Вообще, я давно заметила одну странную, неприятную особенность отчима: если от него требовалось кого-то куда-то привезти или отвезти, он начинал кочевряжиться и, чувствуя себя хозяином положения, вел себя безобразно.

– Нет, – ответила я. – Кофе не хотите?

– Давай, – бесцеремонно сказал он.

– Поехали! Кофе какой-то! – взорвалась мама. – Нечего рассиживаться, нам еще на оптовый рынок ехать! Это когда ж мы на месте-то будем?!

– Сейчас перекурим и поедем, – невозмутимо проговорил отчим, снимая брезентовую куртку на овчине. – Несладкий совсем.

– Почему? Три ложки сахара положила, – оправдывалась я. Надо сказать, что стоило лишь мне увидеть Николая Ивановича, как я почувствовала себя не в своей тарелке. И ощущение было каким-то странным – будто та жизнь, которой я жила до его появления, была сном, причем неплохим, а сейчас я пробудилась и очутилась в суровом реальном мире со своими непоколебимыми, непонятными для меня законами. Я почему-то мгновенно почувствовала себя зависимой от этого человека, хотя с чего бы это?

– Еще четыре положи, – сурово сказал он и закурил.

Мамин муж курил какие-то жуткие вонючие болгарские сигареты – еще с молодости он пристрастился к ним. Может, конечно, четверть века назад, когда первую линию ГУМа занимал продовольственный отдел, на улицах стояли автоматы с газировкой по три и одной копейке, а мороженое с кремовой розочкой в вафельном стаканчике стоило девятнадцать копеек, это считалось особым шиком, но со временем они испортились и сейчас продавались по четыре рубля за пачку.

Мама возвела глаза к потолку и ушла в комнату. Я последовала за ней.

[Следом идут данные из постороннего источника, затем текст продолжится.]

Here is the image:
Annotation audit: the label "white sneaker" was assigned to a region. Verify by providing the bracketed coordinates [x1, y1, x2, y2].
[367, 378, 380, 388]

– Не могу! Я не переношу его! Нет, ты видела, ты видела, сколько он сахара кладет?

– Не заводись. Жалко, что ли!

– Что ты думаешь?! Мы уже с утра переругались! Я ему говорю, что мы Рыжика забыли, он мне: «Я сам его в переноску посадил». И чтобы доказать, что мы действительно его оставили, пришлось снова высадить всех котов из переносок, потом бегать по всей квартире и снова их ловить.